There are other amicus briefs in the Thomas case besides the MPAA’s that take utterly baffling positions. One was filed by the Progress and Freedom Foundation. (As wikipedia notes, in admirable transparency PFF posts on its website the names of its corporate sponsors). Mr. Thomas Syndor of the PFF posted the group’s brief on their website he also has a column about further research he did. Here is the relevant quote from his column:
Before filing a proposed amicus brief in Thomas, l analyzed whether the Thomas Court was bound by National Car Rental to reject its own jury instruction and grant a new trial. My analysis indicated that the Court was not bound by National Car Rental.

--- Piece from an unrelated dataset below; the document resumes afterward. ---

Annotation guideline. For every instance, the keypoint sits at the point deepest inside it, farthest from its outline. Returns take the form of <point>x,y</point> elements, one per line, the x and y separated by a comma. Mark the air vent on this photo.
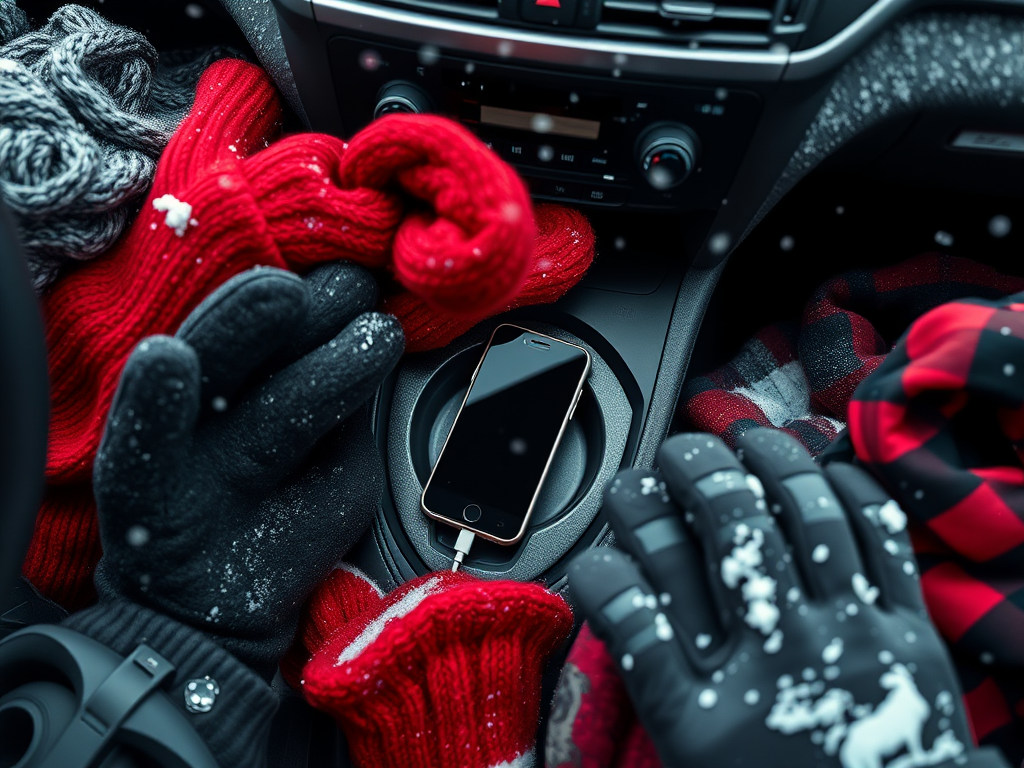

But further research now suggests that I underestimated the implications of this analysis. As applied to the case cited by Thomas, this analysis shows only that National Car Rental is not a binding precedent. But when applied generally, it seems to show that a different judicial decision is a binding precedent--and one that would require all federal district and circuit courts to hold that the Copyright Act grants copyright owners a making-available right. Consequently, courts may be struggling needlessly with questions about whether the Copyright Act grants a making-available right. This paper seeks to explain why.
Analysis Indicates that National Car Rental Is Not Binding Precedent in Thomas: National Car Rental involved a claim that the Copyright Act preempted any state-law claim asserting that National had breeched a software-licensing agreement that prohibited use of the licensed software to process data for third parties. 991 F.2d at 427-28, 431. National argued that because this prohibition barred it from "distributing" the "functionality" of the licensed software to others, it was "equivalent" to the distribution right. Id. at 434. The Eight Circuit rejected this argument for three reasons:
First, National cites no authority in support of this proposition. Second, even with respect to computer software, the distribution right is only the right to distribute copies of the work. As Professor Nimmer has stated, "infringement of [the distribution right] requires an actual dissemination of either copies or phonorecords." 2 Nimmer on Copyright § 8.11[A] at 8-124.1. Finally, courts have specifically held that copyright protection does not extend to the software's function. Thus, even if CA could be said to have alleged that National "distributed the functionality" of its program, such a claim would not protect a right equivalent to one of the exclusive rights in copyright.
The language that might bind the court in Thomas is the Nimmer quotation in the third sentence: If an infringement of the distribution right requires "actual dissemination," then unauthorized sharing or posting of a file on the Internet or a file-sharing network could not--in itself--infringe the distribution right. Were that the law, then the jury instruction in Thomas might be erroneous. The critical question is thus whether the Nimmer quote acts a precedent that binds lower courts. It might lack precedential value for either of two reasons.
I am utterly baffled by Mr. Thomas’s remarks for a number of reasons. Here are two: the National Car Rental court’s decision was based on the plain language of the statute, which limits the distribution right to distribution of copies, as the court noted. I had thought that conservatives and libertarians were supposed to be strict constructionists, folks who disliked “activist” (read liberal) judges. Courts are supposed to take the law as Congress wrote it and not “make law” by substituting Congress’s judgment for their own. The plain meaning rule is the check by which this occurs. Well, the plain meaning of the statute requires the distribution of copies, and copies are defined as physical objects. The statute could not possibly be clearer. That’s one reason the RIAA should lose: it has no proof there was ever a distribution of a physical object, a copy. Forget policy arguments; that’s what the statute says. Everything else (including many of the amicus briefs) are irrelevant.
The other baffling thing is the idea that anything Nimmer (or any treatise writer including myself ) could say be binding on a court. To try and gut an actual holding by a court that cites to and construes the precise words of the statute by claiming that the holding is a quote from a treatise writer is laughable. I should be so lucky!
But there is more. The PFF argues that it is the Supreme Court’s opinion in Tasini, not National Car Rental that governs because, it says, Tasini found (for some of the conduct) violation of the reproduction right and the distribution right. OK, but there was no question in Tasini that actual physical copies of the articles were distributed. Tasini has no relevance whatsoever to the issues in Thomas.